С Андреем мы прожили ровно до того, как ко мне напросилась Ленка - впервые со времени своего замужества и вообще впервые с тех пор, как я уехал в Москву. Я был рад сестре, но выходить из шкафа совершенно не планировал. Поэтому, наскоро изложив Андрею ситуацию, попросил его пересидеть дома, пока Ленка не уедет...
Реакция Андрея меня поразила. Он самым форменным образом расплакался, заявил, будто всегда знал, что когда-нибудь я его брошу и уйду к женщине, и что больше не хочет меня даже видеть. Никакие объяснения, уговоры, клятвы не помогали - он так и не поверил, что я действительно жду в гости родную сестру с племянницей...
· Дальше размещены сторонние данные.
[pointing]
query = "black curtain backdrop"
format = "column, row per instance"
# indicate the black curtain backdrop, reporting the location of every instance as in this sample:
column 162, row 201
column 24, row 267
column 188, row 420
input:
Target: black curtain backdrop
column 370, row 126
Потом у меня появилась хорошая работа - я на такую уже и не надеялся, потом я уехал работать в Финляндию, потом вернулся... Сменил квартиру. Сменил работу. Разлюбил Крапивина - теперь его мальчики казались мне искусственными, как идеально красивые розы в кладбищенских венках. И опять сменил квартиру.
И опять сменил работу.
Больше мне не удалось завести сколько-нибудь серьезные отношения - все заканчивалось через неделю, максимум через месяц. А еще позже какой-то благодетель придумал Hornet, и я выложил туда - в лучших традициях, неведомо кем введенных - фото своего обнаженного торса с подписью на двух языках, английском и русском: "познакомлюсь с хорошим парнем для несерьезных отношений"... И - не иначе как сдуру - приписал: "Блондинам и врачам не отвечу".
Надо было написать еще, что я против длинных ресниц и ямочек на щеках. Хотя Елисей, наверное, давно избавился от этих примет детства - с годами мужчины утрачивают юношескую прелесть, и на щеках появляются уже не ямки, а морщины.
Зато с годами кое-кто - например, я - обучается признаваться себе в том, что двадцать лет не был дома из страха снова увидеть Елисея.